You obviously have not heard Elvis sing more then Hound Dog or Jail house Rock listen to more of his work inbetween that and some of his later work Age did nothing to his voice but make it more powerful. He was, and still is, the king.


----------



## killfox (Mar 14, 2011)

MyNindoForever said:


> You obviously have not heard Elvis sing more then Hound Dog or Jail house Rock


I'm not that big a fan of Elvis but I admit I've heard most of his songs many time, and even had to do multiple reports on him -_-.



MyNindoForever said:


> listen to more of his work inbetween that and some of his later work Age did nothing to his voice but make it more powerful. He was, and still is, the king.


In your own words what is a powerful voice? Micheal jackson has the prime definition of a powerful voice. 

Elvis is credited as the King of Rock, but if you actually knew the History behind the man,* he stole a hella of a lot of black music (which they were never credited for) and passed it off as his own. Jail House Rock? He stole that from Little Richard.* Dont believe me? Look it up Little Richard is the true King of Rock imo but of course Blacks werent getting all the respect they deserved back then. 

*Remeber Hound Dog that you mentioned before? Stolen from Blacks.*
)

*Tutti Frutti? Another song stolen from Little Richard. He even sang it way better than Elvis.*

[YOUTUBE]http://www.youtube.com/watch?v=QFq5O2kabQo[/YOUTUBE]

[YOUTUBE]http://www.youtube.com/watch?v=1se7jv7IC70[/YOUTUBE]


Elvis Isnt the only one with a title of Kiing, Micheal has that title as well, and he deserves it because his music was unique and original, he didnt have to steal others music, just compare careers Micheal's death shook the world like a true Kings should.


----------



## Azrael Finalstar (Mar 14, 2011)

killfox said:


> just compare careers Micheal's death shook the world like a true Kings should.

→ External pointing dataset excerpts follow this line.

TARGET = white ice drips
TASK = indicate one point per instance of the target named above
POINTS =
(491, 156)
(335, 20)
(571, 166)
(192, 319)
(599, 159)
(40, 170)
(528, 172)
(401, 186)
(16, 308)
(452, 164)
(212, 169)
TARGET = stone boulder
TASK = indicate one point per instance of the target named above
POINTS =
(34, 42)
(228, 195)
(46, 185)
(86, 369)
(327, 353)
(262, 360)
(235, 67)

Are you implying Elvis' didn't ?


----------



## killfox (Mar 14, 2011)

Azrael Finalstar said:


> Are you implying Elvis' didn't ?


Thats a debate for another time, this has the potential for a shitstorm so I concede this point for now.


----------



## Kael Hyun (Mar 14, 2011)

killfox said:


> I'm not that big a fan of Elvis but I admit I've heard most of his songs many time, and even had to do multiple reports on him -_-.
> 
> In your own words what is a powerful voice? Micheal jackson has the prime definition of a powerful voice.
> 
> ...



 That's called a Cover, Elvis wasn't the first to do one, and the fact that he made Hound dog and Tutti Frutti more popular doesn't mean he stole them he just made them more known. Face facts man this isn't about who's a better writer, it's who has a better voice and IMHO Elvis has that hands down.


----------



## LazyWaka (Mar 14, 2011)

killfox said:


> Micheal Jackson shitstomps Elvis in eveything (except maybe the fight). *Hes waaaaay more known*, has better music, can dance waaay better, had more money, could pull more ladies, and wasnt fat.

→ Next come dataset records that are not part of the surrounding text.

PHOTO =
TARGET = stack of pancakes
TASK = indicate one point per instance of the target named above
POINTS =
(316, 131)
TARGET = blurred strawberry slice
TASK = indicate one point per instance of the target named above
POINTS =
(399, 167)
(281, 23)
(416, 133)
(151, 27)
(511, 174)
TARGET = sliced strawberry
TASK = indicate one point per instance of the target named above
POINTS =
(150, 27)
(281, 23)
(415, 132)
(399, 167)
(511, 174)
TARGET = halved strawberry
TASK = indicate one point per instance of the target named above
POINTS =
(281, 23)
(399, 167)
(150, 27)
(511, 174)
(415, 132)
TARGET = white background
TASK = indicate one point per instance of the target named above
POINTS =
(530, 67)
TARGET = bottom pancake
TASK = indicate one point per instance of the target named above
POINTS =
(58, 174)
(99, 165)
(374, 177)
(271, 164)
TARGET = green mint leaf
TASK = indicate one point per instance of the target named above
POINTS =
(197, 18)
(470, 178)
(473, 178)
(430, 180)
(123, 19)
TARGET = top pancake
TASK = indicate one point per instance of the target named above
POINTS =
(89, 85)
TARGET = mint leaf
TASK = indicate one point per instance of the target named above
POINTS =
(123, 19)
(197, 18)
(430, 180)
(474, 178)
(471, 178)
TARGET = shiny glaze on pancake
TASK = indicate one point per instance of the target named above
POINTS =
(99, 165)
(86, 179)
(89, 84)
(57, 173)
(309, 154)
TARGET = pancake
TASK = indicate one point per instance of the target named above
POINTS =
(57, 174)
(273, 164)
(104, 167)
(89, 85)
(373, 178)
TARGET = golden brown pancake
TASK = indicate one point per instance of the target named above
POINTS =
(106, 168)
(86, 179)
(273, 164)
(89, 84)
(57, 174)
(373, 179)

For reasons that no one would be proud of. 

/obligitoryMJ=pedopost


----------



## cnorwood (Mar 15, 2011)

HachibiWaka said:


> For reasons that no one would be proud of.
> 
> /obligitoryMJ=pedopost



around the world he is more known for his music than his pedofilia


----------



## blueblip (Mar 15, 2011)

^Tru dat.

Here in India, in the state of Rajasthan, every second camel (I shit you not) that is found in tourist areas is either named Michael or Jackson. I was honestly rolling on the ground laughing my ass off.


----------



## ChINaMaN1472 (Mar 15, 2011)

1 is too subjective.  Their voices were suited for different styles.
2 goes to MJ.
3 goes to Elvis.


----------



## Wolfgang Grimmer (Mar 15, 2011)

MJ can transform into a super robot if you catch the falling star.


----------



## Devil Kings (Mar 15, 2011)

The Moon Walk. That is all.


----------



## AfterGlow (Mar 15, 2011)

killfox said:


> Micheal Jackson shitstomps Elvis in eveything (except maybe the fight). Hes waaaaay more known, has better music, can dance waaay better, had more money, could pull more ladies, and wasnt fat.
> 
> U think people in Africa and China cared when Elvis died?
> 
> ...



You are actually that stupid, that you would compare somebody famous dying in the age of globalization with somebody famous dying before the invention of international broadcasting systems, and claiming this somehow dictates who was the more famous one?

I also laugh at your comment that peddo Jackson (the man didn't even fuck his children's mother) could pull more ladies than Elvis and had more money.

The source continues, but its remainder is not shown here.